There have been four great movements in modern America that occurred without the news reporting industry knowing anything about them until they became a part of regular life. The first was civil rights, then the women and, third, homosexuals, and, last and suddenly, the crumbling of the Catholic Church. You can blame the church’s condition on the Irish, who gave us total religious insanity. They are a race that sat in the rain for a couple of thousand years and promoted the most crazed beliefs in personal living outside of the hillbillies. The symbol is Edward Egan, cardinal, archbishop, who lives amidst the best Irish lace curtains on Madison Avenue in Manhattan.
This kind of writing found no friends among the those in the church or on the police who were bigots. Breslin would never be Grand Marshal at the St. Patrick’s Day Parade.
He gets to what faith and the priesthood ought to be about in a scene that if Netflix or someone painted it in Queens would remind us of The Last Supper. It was the Mass for Rosemary Breslin:
Then I saw Eugene Kennedy again, at Fordham, and as he spoke I remembered everything about an afternoon when he came to our house in Forest Hills and said mass at the kitchen table for my late wife. I keep the scene with me forever. He magnified love and needed no great cathedral to do it. Not even a small chapel.

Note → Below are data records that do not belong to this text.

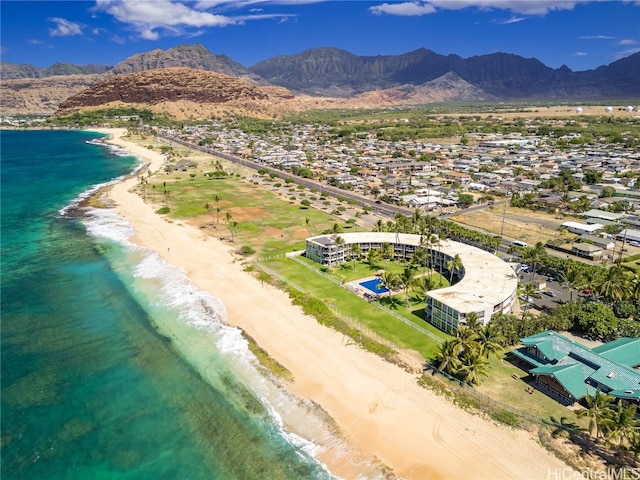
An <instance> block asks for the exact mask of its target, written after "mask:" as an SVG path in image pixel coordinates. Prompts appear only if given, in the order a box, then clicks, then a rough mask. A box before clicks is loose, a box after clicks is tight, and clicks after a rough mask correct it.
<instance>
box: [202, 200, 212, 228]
mask: <svg viewBox="0 0 640 480" xmlns="http://www.w3.org/2000/svg"><path fill="white" fill-rule="evenodd" d="M204 209H205V210H206V211H207V213H210V214H211V226H213V220H214V218H213V211H212V208H211V205H209V202H207V203H205V204H204Z"/></svg>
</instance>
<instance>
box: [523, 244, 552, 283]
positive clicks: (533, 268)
mask: <svg viewBox="0 0 640 480" xmlns="http://www.w3.org/2000/svg"><path fill="white" fill-rule="evenodd" d="M546 255H547V252H546V250H545V248H544V243H542V242H538V243H536V244H535V246H534V247H533V248H527V249H525V251H524V254H523V258H525V259H526V260H528V261H529V262H531V280H530V281H531V282H533V279H534V278H535V276H536V267H537V266H538V264H539V263H540V262H541V261H542V259H543V258H544V257H545V256H546Z"/></svg>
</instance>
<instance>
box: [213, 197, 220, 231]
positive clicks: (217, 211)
mask: <svg viewBox="0 0 640 480" xmlns="http://www.w3.org/2000/svg"><path fill="white" fill-rule="evenodd" d="M213 201H214V202H216V227H217V226H218V224H219V223H220V197H219V196H218V195H214V196H213Z"/></svg>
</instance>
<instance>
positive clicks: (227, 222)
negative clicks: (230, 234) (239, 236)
mask: <svg viewBox="0 0 640 480" xmlns="http://www.w3.org/2000/svg"><path fill="white" fill-rule="evenodd" d="M225 219H226V221H227V225H228V226H229V232H230V233H231V241H232V242H234V241H235V239H234V236H233V229H234V228H235V227H237V226H238V222H234V221H233V215H231V212H227V213H226V214H225Z"/></svg>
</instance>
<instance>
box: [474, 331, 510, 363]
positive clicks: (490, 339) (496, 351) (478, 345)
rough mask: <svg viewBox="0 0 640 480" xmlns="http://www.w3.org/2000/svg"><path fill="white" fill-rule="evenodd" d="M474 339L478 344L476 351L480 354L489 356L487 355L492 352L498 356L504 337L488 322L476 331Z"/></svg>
mask: <svg viewBox="0 0 640 480" xmlns="http://www.w3.org/2000/svg"><path fill="white" fill-rule="evenodd" d="M475 341H476V343H477V344H478V353H479V354H480V355H481V356H483V357H484V358H489V355H490V354H492V353H493V354H494V355H495V356H496V358H498V356H499V354H500V352H501V351H502V342H503V341H504V337H503V336H502V334H501V333H500V332H499V331H498V329H497V328H495V326H494V325H492V324H490V323H489V324H488V325H485V326H484V327H482V328H481V329H480V330H479V331H478V332H477V337H476V340H475Z"/></svg>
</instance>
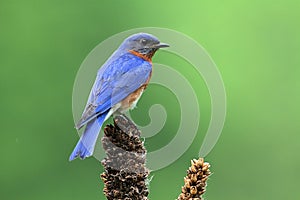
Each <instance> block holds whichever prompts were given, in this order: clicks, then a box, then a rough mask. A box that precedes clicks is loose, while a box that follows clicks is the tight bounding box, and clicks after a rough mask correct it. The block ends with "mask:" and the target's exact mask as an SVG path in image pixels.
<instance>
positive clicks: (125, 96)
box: [69, 33, 169, 161]
mask: <svg viewBox="0 0 300 200" xmlns="http://www.w3.org/2000/svg"><path fill="white" fill-rule="evenodd" d="M168 46H169V45H168V44H164V43H161V42H160V41H159V40H158V39H157V38H156V37H154V36H153V35H150V34H147V33H138V34H134V35H132V36H130V37H128V38H127V39H125V40H124V42H123V43H122V44H121V45H120V47H119V48H118V49H117V50H116V51H115V52H114V53H113V54H112V55H111V57H110V58H109V59H108V60H107V61H106V62H105V63H104V64H103V66H102V67H101V68H100V69H99V70H98V73H97V77H96V80H95V82H94V85H93V87H92V90H91V92H90V95H89V98H88V101H87V104H86V107H85V109H84V111H83V114H82V116H81V119H80V120H79V122H78V123H77V124H76V129H80V128H82V127H83V126H84V125H86V127H85V130H84V132H83V134H82V136H81V137H80V139H79V141H78V143H77V145H76V147H75V149H74V150H73V152H72V154H71V155H70V158H69V160H70V161H71V160H74V159H75V158H77V157H80V158H81V159H84V158H86V157H89V156H91V155H93V152H94V148H95V144H96V140H97V138H98V135H99V132H100V130H101V126H102V124H103V122H104V121H105V120H107V119H108V118H109V117H110V116H111V115H112V114H118V113H124V112H126V111H127V110H129V109H133V108H134V107H135V105H136V103H137V101H138V100H139V98H140V97H141V95H142V93H143V91H144V90H145V89H146V87H147V85H148V83H149V80H150V78H151V73H152V60H151V59H152V56H153V55H154V53H155V52H156V51H157V50H158V49H159V48H162V47H168Z"/></svg>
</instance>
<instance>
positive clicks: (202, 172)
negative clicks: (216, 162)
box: [177, 158, 211, 200]
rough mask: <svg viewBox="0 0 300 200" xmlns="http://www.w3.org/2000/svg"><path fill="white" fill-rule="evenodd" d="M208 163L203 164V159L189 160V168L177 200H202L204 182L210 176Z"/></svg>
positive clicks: (204, 163)
mask: <svg viewBox="0 0 300 200" xmlns="http://www.w3.org/2000/svg"><path fill="white" fill-rule="evenodd" d="M209 167H210V165H209V163H207V162H204V159H203V158H199V159H198V160H196V159H193V160H191V167H190V168H189V169H188V170H187V176H186V177H185V178H184V186H183V187H182V191H181V194H180V195H179V196H178V198H177V199H178V200H188V199H192V200H202V199H203V198H202V195H203V194H204V192H205V189H206V185H207V183H206V181H207V179H208V177H209V175H210V174H211V172H210V170H209Z"/></svg>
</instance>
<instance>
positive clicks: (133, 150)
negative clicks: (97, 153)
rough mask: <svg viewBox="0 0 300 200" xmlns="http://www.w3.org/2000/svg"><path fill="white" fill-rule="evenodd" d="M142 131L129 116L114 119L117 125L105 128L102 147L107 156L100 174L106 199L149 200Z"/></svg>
mask: <svg viewBox="0 0 300 200" xmlns="http://www.w3.org/2000/svg"><path fill="white" fill-rule="evenodd" d="M140 135H141V132H140V131H139V130H138V129H137V127H136V126H135V124H133V122H131V121H130V120H129V119H128V118H127V117H125V116H123V115H121V116H117V117H115V118H114V125H108V126H106V127H105V129H104V137H103V138H102V145H103V148H104V150H105V152H106V155H107V157H106V158H105V159H104V160H102V162H101V163H102V165H103V166H104V168H105V172H103V173H102V174H101V178H102V180H103V182H104V190H103V192H104V194H105V196H106V197H107V199H109V200H111V199H125V200H129V199H132V200H140V199H142V200H146V199H148V198H147V196H148V193H149V192H148V188H147V184H146V182H147V177H148V175H149V170H148V169H147V168H146V167H145V162H146V152H147V151H146V149H145V147H144V144H143V142H142V141H141V139H140Z"/></svg>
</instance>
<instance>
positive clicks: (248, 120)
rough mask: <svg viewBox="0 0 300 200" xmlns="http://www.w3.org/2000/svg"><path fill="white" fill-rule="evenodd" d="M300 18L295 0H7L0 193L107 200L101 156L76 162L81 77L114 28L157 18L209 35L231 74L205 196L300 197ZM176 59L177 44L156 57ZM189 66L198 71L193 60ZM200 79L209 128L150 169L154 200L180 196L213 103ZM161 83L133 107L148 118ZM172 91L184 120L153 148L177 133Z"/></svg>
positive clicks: (186, 76)
mask: <svg viewBox="0 0 300 200" xmlns="http://www.w3.org/2000/svg"><path fill="white" fill-rule="evenodd" d="M299 19H300V2H299V1H296V0H286V1H283V0H281V1H276V0H275V1H274V0H273V1H271V0H263V1H256V0H255V1H223V2H221V1H215V0H213V1H202V0H200V1H157V0H153V1H134V0H128V1H125V0H124V1H116V0H113V1H107V0H105V1H100V0H98V1H95V0H94V1H55V0H52V1H45V0H41V1H33V0H28V1H20V0H19V1H15V0H10V1H8V0H2V1H0V72H1V73H0V88H1V98H0V102H1V104H0V111H1V127H2V131H1V132H2V133H1V136H2V138H1V140H0V141H1V142H0V143H1V145H0V150H1V153H2V156H1V165H0V198H1V199H9V200H10V199H11V200H19V199H22V200H23V199H24V200H27V199H30V200H32V199H43V200H47V199H63V200H66V199H72V200H75V199H105V197H104V196H103V194H102V189H103V184H102V182H101V180H100V178H99V176H100V173H101V172H102V171H103V168H102V166H101V165H100V163H99V162H98V161H97V160H96V159H93V158H91V159H87V160H85V161H84V162H83V161H79V160H76V161H74V162H71V163H70V162H68V156H69V154H70V152H71V150H72V148H73V147H74V145H75V143H76V141H77V140H78V136H77V135H76V131H75V129H74V128H73V126H74V124H73V118H72V109H71V108H72V107H71V103H72V98H71V97H72V87H73V82H74V79H75V75H76V72H77V70H78V69H79V66H80V64H81V63H82V61H83V59H84V58H85V57H86V55H87V54H88V53H89V52H90V51H91V50H92V49H93V48H94V47H95V46H96V45H97V44H99V43H100V42H101V41H103V40H105V39H106V38H107V37H109V36H111V35H113V34H116V33H118V32H121V31H124V30H128V29H131V28H136V27H147V26H157V27H165V28H171V29H175V30H177V31H180V32H183V33H185V34H187V35H189V36H191V37H192V38H194V39H195V40H196V41H198V42H199V43H200V44H201V45H203V46H204V47H205V48H206V50H207V51H208V52H209V54H210V55H211V56H212V58H213V59H214V61H215V62H216V64H217V65H218V67H219V70H220V72H221V74H222V77H223V80H224V83H225V87H226V92H227V109H228V110H227V118H226V123H225V127H224V130H223V133H222V135H221V137H220V139H219V141H218V143H217V145H216V146H215V148H214V149H213V151H212V152H211V153H210V154H209V155H208V156H207V158H206V160H207V161H209V162H210V163H211V165H212V171H213V175H212V176H211V178H210V180H209V185H208V191H207V193H206V195H205V197H206V198H207V199H243V200H248V199H299V198H300V192H299V190H298V186H299V179H300V175H299V169H300V160H299V150H300V148H299V147H300V145H299V140H300V135H299V132H300V126H299V117H300V114H299V111H300V107H299V102H300V94H299V88H300V81H299V72H300V56H299V53H300V37H299V35H300V20H299ZM167 58H170V59H171V60H172V59H174V61H173V62H172V61H170V62H171V64H172V63H173V64H174V67H178V68H180V67H179V66H178V65H180V61H178V62H177V61H176V58H173V57H172V56H170V55H168V54H167V53H164V52H159V53H158V54H157V56H156V57H155V58H154V59H156V60H159V59H167ZM176 63H177V65H176ZM182 65H185V63H182ZM184 73H185V76H186V77H188V78H189V77H190V78H191V77H192V76H193V71H189V69H188V68H187V70H186V71H185V72H184ZM196 82H197V84H198V85H197V84H196ZM195 84H196V85H195ZM195 84H194V85H193V86H194V87H196V88H198V91H199V92H198V93H197V95H198V98H199V100H200V107H201V110H202V113H201V122H200V130H199V134H198V136H197V138H196V140H195V141H194V142H193V144H192V146H191V147H190V148H189V149H188V151H187V152H185V153H184V155H183V156H182V157H181V158H180V159H178V160H177V161H176V162H175V163H173V164H172V165H170V166H168V167H166V168H164V169H162V170H159V171H155V172H153V173H152V175H154V178H153V180H152V182H151V187H150V198H151V199H175V198H176V197H177V195H178V194H179V193H180V188H181V186H182V185H183V177H184V175H185V172H186V169H187V168H188V166H189V164H190V163H189V160H190V159H191V158H194V157H197V153H198V151H199V148H200V143H201V142H199V141H201V139H202V138H203V135H202V134H201V133H205V130H206V128H207V124H208V121H209V118H210V104H209V95H208V92H207V90H206V87H205V84H204V83H203V81H202V80H196V81H195ZM155 87H156V86H155V85H154V86H152V87H150V88H149V91H147V92H146V93H145V95H144V96H143V98H142V99H141V101H140V102H139V108H138V109H137V110H136V111H134V112H133V116H136V117H135V118H136V120H137V121H138V122H139V123H141V124H143V123H147V122H148V121H149V119H148V118H147V117H146V118H145V119H144V118H143V116H145V115H147V107H148V106H149V105H150V104H151V95H152V94H155V91H156V88H155ZM168 99H169V100H170V101H171V103H168V102H169V101H168ZM172 99H173V96H172V94H169V96H168V95H167V97H166V98H162V100H161V101H162V102H161V103H162V104H166V107H167V109H171V110H173V111H174V116H173V117H172V118H171V120H174V121H171V122H170V121H169V122H168V123H167V125H166V127H165V128H164V129H163V131H162V132H161V133H159V134H158V135H156V136H155V137H153V138H150V139H149V140H147V141H146V145H147V148H148V149H149V150H154V149H157V148H159V147H161V146H163V145H164V144H166V143H167V142H168V141H169V140H170V139H172V137H174V136H173V135H172V133H174V132H176V128H177V125H176V122H177V120H178V114H179V113H178V109H177V110H176V106H178V105H177V102H176V101H175V100H174V99H173V100H172ZM155 100H157V97H156V98H154V97H153V101H155Z"/></svg>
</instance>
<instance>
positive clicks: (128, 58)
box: [76, 53, 152, 129]
mask: <svg viewBox="0 0 300 200" xmlns="http://www.w3.org/2000/svg"><path fill="white" fill-rule="evenodd" d="M108 63H109V65H108V66H103V67H104V68H103V69H104V70H103V69H100V70H99V71H98V74H97V78H96V80H95V83H94V85H93V88H92V90H91V93H90V96H89V100H88V102H87V105H86V108H85V110H84V112H83V114H82V117H81V119H80V120H79V122H78V123H77V125H76V128H77V129H79V128H81V127H82V126H84V125H85V124H86V123H87V122H89V121H91V120H92V119H94V118H95V117H97V116H98V115H99V114H101V113H103V112H106V111H107V110H109V109H110V108H111V107H112V106H114V105H115V104H117V103H119V102H120V101H122V100H123V99H125V98H126V97H127V96H128V95H129V94H131V93H132V92H134V91H135V90H137V89H138V88H139V87H141V86H142V85H143V84H145V83H146V82H147V80H148V78H149V76H150V74H151V70H152V65H151V63H149V62H147V61H145V60H143V59H142V58H139V57H137V56H135V55H133V54H131V53H126V54H123V55H122V56H120V57H118V58H116V59H115V60H114V61H112V62H108Z"/></svg>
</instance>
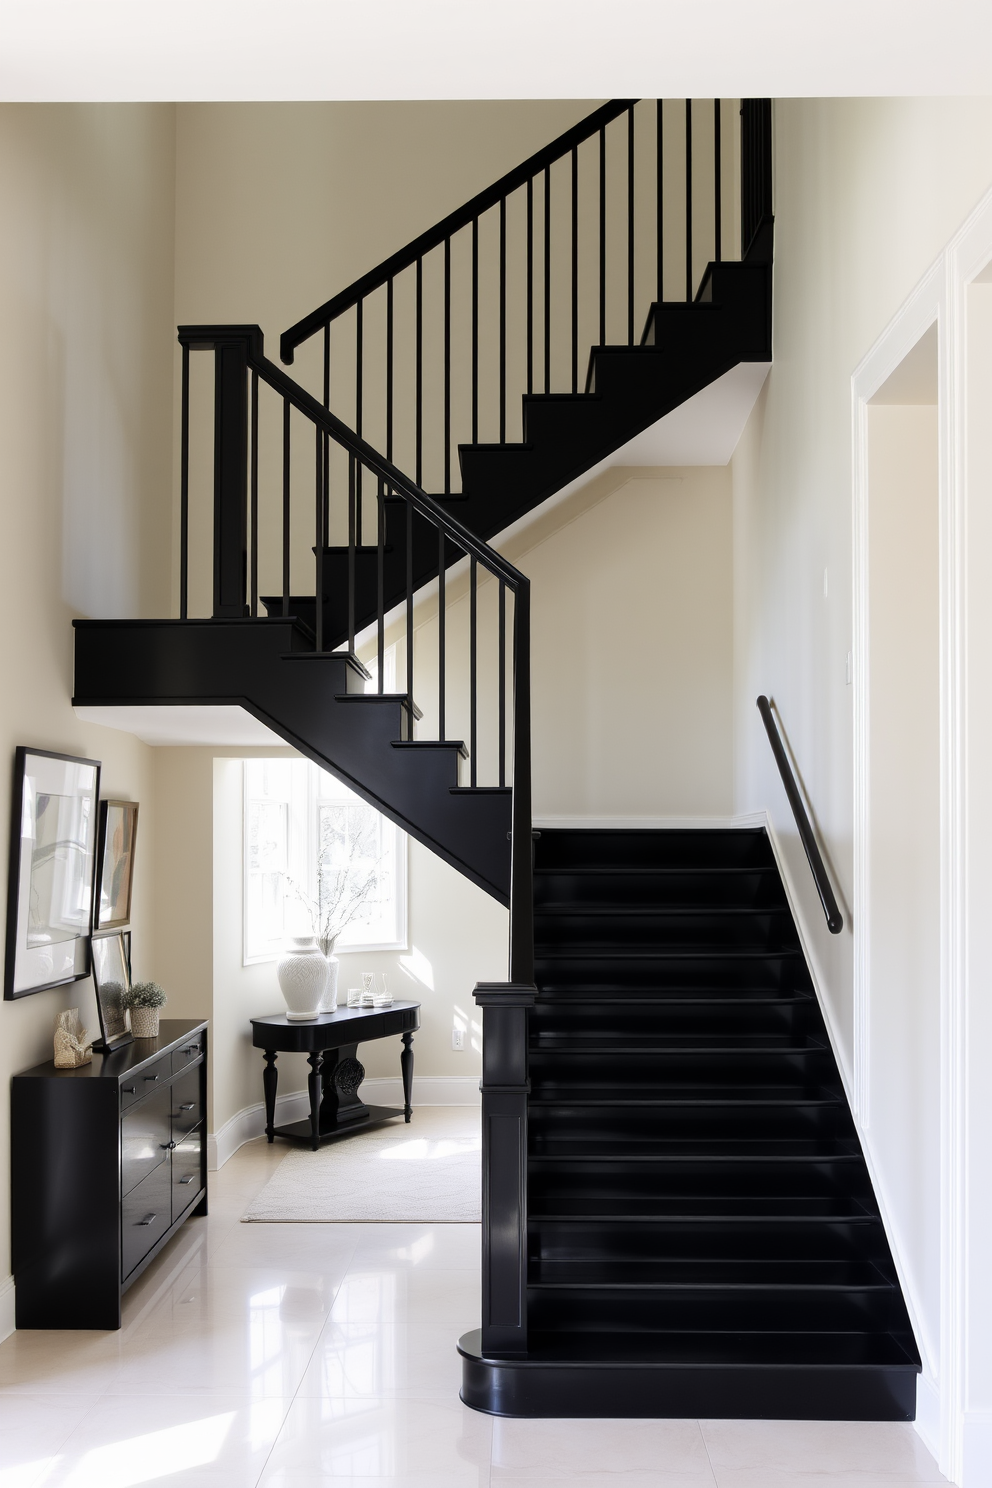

A struggle with faith that brought Breslin back to the foundation of his own is an existential one that might not have occurred were it not for the rot that came from a priesthood required to be unmarried so that any riches they brought in would go, not to heirs, but to the vaults beneath the Vatican where historically they have been kept out of the reach of the poor. This book is a struggle for him. The lesson he learned in writing it is a powerful one:
This final fear should be hurled out of our lives. The priest is not going to save your soul. Nor is the building he patrols, no matter the grandeur and the glory of it. You save yourself by honest work in the name of God and of the dead generations who have gone before us and from whom we derive our legacy of compassion, of never being indifferent to the suffering of others.
Not the dead, as he reminded us in his epitaph for the great cop, Jack Maple, but the living.
This struggle for regular people, with all their flaws, flaws like his, to keep faith, find compassion, combat injustice and rise above themselves is the essence of his work and it is present in much of the rest of his nonfiction as well.